Institut de Santé Publique,
d'Épidémiologie et de Développement
 

Centre Inserm U897
Equipe Biostatistique

PHMPL
A computer program for hazard estimation using a penalized likelihood method.

Programme de calcul d'une fonction de risque et d'une fonction de survie lisses par une méthode non-paramétrique basée sur la maximisation d'une vraisemblance pénalisée.

Presentation

This program is designed to compute smoothed hazard and survival functions using a non-parametric method based on the penalized likelihood. The optimum smoothing parameter is estimated and confidence intervals of the hazard and survival functions are given. Explanatory variables can be included in a proportional hazards model. This program handles right, left and interval censored data and left truncated data.

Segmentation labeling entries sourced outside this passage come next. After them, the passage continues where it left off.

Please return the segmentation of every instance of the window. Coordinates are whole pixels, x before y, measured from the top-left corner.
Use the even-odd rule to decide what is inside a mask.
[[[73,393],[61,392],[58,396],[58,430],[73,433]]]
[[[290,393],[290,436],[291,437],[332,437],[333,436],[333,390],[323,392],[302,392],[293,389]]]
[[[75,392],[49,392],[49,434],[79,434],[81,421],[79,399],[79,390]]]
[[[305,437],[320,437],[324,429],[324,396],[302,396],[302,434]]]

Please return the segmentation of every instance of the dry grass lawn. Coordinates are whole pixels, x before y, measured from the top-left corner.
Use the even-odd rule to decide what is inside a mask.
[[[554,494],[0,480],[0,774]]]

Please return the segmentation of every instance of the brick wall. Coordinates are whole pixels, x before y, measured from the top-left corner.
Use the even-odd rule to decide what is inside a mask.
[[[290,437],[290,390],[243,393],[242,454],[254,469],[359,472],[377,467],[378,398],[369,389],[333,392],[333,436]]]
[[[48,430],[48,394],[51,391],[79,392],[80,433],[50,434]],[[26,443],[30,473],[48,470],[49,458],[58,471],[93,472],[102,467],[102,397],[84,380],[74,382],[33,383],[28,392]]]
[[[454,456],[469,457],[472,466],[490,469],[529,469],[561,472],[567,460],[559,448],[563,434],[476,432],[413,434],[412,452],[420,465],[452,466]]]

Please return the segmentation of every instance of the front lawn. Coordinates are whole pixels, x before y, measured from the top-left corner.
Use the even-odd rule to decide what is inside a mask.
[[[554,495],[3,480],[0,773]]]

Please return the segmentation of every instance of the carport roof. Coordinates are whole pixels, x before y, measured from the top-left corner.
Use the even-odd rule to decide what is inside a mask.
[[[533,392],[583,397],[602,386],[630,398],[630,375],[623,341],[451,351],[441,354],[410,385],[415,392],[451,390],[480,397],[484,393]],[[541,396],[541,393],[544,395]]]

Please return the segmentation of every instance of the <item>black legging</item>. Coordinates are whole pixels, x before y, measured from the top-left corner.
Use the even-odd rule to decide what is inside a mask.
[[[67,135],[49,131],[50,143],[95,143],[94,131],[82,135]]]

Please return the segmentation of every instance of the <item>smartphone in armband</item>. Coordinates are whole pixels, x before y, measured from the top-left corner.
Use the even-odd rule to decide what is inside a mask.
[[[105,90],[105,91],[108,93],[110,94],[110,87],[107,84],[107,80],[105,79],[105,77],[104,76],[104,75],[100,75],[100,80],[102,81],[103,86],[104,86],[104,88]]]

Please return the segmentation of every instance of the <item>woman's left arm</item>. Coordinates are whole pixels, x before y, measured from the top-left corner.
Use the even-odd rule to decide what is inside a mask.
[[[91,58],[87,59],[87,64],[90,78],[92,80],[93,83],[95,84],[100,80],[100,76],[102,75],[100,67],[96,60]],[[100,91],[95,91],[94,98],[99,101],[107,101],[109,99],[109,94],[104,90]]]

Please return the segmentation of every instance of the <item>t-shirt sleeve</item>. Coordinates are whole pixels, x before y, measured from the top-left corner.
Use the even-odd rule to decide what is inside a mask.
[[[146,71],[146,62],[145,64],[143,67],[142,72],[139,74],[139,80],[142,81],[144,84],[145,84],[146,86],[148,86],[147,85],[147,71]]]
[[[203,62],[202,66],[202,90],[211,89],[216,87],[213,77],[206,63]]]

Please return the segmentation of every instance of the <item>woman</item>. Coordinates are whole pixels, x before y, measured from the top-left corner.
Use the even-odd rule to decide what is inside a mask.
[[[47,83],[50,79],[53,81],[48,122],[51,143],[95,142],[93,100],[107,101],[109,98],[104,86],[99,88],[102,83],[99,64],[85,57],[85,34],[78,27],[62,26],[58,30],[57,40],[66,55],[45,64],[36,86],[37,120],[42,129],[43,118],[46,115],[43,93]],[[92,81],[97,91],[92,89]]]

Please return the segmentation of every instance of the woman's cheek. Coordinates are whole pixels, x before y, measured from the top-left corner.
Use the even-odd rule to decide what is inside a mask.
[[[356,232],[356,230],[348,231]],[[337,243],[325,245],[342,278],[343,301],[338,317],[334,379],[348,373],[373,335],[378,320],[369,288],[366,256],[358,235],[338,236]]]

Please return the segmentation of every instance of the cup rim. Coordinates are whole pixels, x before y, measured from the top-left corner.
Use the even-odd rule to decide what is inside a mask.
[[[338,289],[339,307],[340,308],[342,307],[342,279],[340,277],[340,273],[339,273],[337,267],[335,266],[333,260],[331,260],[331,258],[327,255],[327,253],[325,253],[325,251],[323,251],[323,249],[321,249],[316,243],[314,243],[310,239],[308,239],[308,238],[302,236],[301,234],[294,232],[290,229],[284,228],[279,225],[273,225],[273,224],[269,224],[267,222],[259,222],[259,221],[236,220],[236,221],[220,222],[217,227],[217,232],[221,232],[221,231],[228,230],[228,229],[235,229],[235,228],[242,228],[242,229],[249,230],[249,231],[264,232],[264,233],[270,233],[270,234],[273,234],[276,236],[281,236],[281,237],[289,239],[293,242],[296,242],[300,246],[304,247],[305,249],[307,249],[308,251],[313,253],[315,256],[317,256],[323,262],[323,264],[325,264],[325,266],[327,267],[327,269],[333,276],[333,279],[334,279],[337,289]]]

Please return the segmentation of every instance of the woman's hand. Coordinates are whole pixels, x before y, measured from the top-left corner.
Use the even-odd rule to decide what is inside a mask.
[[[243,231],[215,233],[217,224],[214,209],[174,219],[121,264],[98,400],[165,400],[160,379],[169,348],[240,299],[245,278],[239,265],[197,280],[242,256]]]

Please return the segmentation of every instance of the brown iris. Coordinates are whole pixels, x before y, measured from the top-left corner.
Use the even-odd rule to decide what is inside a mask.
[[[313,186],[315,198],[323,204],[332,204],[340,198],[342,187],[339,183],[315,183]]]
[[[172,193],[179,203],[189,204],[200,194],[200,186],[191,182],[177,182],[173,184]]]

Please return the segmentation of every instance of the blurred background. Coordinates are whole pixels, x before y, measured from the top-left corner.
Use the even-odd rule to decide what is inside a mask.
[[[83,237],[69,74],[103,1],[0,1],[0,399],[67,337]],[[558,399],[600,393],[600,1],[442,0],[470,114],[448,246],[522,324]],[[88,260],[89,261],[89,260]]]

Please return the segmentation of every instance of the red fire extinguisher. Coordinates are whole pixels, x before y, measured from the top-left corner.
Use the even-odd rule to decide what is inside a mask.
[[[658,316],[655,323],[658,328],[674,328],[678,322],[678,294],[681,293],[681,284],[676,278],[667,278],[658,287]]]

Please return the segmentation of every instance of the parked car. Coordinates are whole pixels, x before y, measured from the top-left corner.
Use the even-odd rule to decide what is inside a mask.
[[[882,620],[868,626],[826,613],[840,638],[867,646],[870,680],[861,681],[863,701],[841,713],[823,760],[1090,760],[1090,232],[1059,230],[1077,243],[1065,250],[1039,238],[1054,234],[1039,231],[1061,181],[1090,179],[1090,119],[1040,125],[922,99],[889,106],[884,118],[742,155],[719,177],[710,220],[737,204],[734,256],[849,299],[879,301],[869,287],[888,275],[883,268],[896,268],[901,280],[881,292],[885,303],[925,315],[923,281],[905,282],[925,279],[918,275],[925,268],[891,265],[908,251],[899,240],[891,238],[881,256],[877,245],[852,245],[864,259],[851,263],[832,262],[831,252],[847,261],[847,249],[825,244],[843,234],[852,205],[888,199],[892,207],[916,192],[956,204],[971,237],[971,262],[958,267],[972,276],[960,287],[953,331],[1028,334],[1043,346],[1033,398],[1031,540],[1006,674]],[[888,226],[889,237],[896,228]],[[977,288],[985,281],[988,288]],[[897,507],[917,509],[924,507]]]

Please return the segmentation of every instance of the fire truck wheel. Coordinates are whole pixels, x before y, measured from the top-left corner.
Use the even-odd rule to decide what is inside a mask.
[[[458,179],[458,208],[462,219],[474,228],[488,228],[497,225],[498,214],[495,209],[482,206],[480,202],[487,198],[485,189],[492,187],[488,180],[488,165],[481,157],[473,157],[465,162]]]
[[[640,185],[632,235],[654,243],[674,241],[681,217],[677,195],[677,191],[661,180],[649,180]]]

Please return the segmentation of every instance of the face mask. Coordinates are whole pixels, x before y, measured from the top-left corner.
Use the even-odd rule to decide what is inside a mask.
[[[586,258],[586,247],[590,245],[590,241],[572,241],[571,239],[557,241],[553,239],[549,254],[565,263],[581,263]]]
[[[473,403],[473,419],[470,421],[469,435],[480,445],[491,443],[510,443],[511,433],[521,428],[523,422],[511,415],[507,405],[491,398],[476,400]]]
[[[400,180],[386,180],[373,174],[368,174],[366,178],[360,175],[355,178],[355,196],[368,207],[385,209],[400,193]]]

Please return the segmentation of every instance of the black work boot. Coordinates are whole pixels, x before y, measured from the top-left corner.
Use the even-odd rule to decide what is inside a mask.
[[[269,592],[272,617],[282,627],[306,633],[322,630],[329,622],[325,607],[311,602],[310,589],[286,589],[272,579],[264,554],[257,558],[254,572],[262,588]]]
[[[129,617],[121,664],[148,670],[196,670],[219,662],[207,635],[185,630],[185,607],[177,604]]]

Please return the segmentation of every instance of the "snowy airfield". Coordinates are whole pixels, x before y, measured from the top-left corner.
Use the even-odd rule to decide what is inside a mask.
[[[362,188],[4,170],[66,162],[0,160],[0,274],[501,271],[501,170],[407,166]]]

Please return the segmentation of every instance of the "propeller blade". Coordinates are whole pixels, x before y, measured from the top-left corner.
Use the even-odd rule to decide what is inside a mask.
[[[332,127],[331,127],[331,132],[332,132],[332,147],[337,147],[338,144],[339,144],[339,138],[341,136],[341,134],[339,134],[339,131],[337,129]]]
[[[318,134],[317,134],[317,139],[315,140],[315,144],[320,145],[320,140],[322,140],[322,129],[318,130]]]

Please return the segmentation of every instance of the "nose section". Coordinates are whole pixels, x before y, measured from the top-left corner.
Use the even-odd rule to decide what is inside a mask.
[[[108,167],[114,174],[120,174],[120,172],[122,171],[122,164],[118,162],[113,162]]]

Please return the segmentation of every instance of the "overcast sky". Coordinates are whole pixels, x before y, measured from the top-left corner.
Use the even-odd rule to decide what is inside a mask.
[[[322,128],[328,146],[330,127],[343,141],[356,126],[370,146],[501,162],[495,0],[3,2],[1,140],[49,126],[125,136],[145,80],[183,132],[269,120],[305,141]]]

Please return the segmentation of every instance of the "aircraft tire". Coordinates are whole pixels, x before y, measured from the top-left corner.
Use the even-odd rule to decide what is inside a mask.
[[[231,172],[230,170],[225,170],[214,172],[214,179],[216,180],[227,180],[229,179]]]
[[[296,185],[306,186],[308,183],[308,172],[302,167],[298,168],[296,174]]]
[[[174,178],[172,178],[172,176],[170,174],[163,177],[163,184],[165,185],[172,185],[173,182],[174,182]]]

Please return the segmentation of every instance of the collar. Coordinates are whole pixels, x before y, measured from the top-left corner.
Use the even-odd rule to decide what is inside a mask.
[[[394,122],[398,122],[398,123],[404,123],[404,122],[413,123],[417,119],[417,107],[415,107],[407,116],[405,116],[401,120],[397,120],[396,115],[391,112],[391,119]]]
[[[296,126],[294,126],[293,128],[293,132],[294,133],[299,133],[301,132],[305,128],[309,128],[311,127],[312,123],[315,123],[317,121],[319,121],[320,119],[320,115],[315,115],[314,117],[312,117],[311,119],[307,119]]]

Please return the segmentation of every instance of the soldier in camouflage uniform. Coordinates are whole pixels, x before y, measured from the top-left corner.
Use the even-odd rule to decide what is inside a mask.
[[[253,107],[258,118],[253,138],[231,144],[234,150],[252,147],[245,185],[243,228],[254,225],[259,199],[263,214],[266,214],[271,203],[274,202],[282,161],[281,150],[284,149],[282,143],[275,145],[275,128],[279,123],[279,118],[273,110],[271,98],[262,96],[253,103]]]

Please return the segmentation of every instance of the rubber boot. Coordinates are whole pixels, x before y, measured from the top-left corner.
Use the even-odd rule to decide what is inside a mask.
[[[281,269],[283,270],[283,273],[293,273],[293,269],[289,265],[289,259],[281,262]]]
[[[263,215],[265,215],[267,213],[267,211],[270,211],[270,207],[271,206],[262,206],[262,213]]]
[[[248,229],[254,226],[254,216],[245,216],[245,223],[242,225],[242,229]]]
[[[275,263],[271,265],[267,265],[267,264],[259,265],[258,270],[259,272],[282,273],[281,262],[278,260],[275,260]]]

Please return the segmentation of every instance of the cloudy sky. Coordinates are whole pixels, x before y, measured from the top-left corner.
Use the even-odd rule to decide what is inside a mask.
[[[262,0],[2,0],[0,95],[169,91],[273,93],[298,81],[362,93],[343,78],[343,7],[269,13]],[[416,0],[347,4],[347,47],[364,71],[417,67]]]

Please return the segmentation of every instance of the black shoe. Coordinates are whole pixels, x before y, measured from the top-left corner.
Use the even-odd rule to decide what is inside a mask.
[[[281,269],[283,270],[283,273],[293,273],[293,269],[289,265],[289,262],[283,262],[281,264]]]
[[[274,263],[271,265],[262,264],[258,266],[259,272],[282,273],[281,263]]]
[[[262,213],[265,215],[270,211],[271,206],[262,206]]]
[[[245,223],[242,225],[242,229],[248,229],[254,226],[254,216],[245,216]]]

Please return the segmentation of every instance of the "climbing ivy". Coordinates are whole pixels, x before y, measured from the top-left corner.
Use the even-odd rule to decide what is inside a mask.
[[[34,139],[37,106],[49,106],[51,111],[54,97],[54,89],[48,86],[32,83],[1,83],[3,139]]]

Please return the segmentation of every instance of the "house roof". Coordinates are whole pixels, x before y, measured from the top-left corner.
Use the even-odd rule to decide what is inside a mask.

To obtain a non-parametric hazard function estimator a possible means is to penalize the likelihood by a term which takes large values for rough functions. The loglikelihood is penalized by the square norm of the second derivative of the  hazard function.
The estimator is defined non-parametrically as the function which maximizes the penalized likelihood. The solution is then approximated on a basis of splines. The smoothing parameter controls the balance between the fit to the data and the smoothness of the function. An approximation of the method of cross-validation gives a solution to the problem of automatic choice of the  smoothing parameter. In our approximation we use  cubic M-splines. M-splines are piecewise polynomial functions which are combined linearly to approximate a function on an interval. The interval is defined by knots. The penalized likelihood can be applied for a proportional hazards model to estimate risk factors. Time varying covariates can not yet be treated.


Downloadable files

Note: each time a filename can be fixed by the user, it will be specified with the convention of writing <name-of-file>.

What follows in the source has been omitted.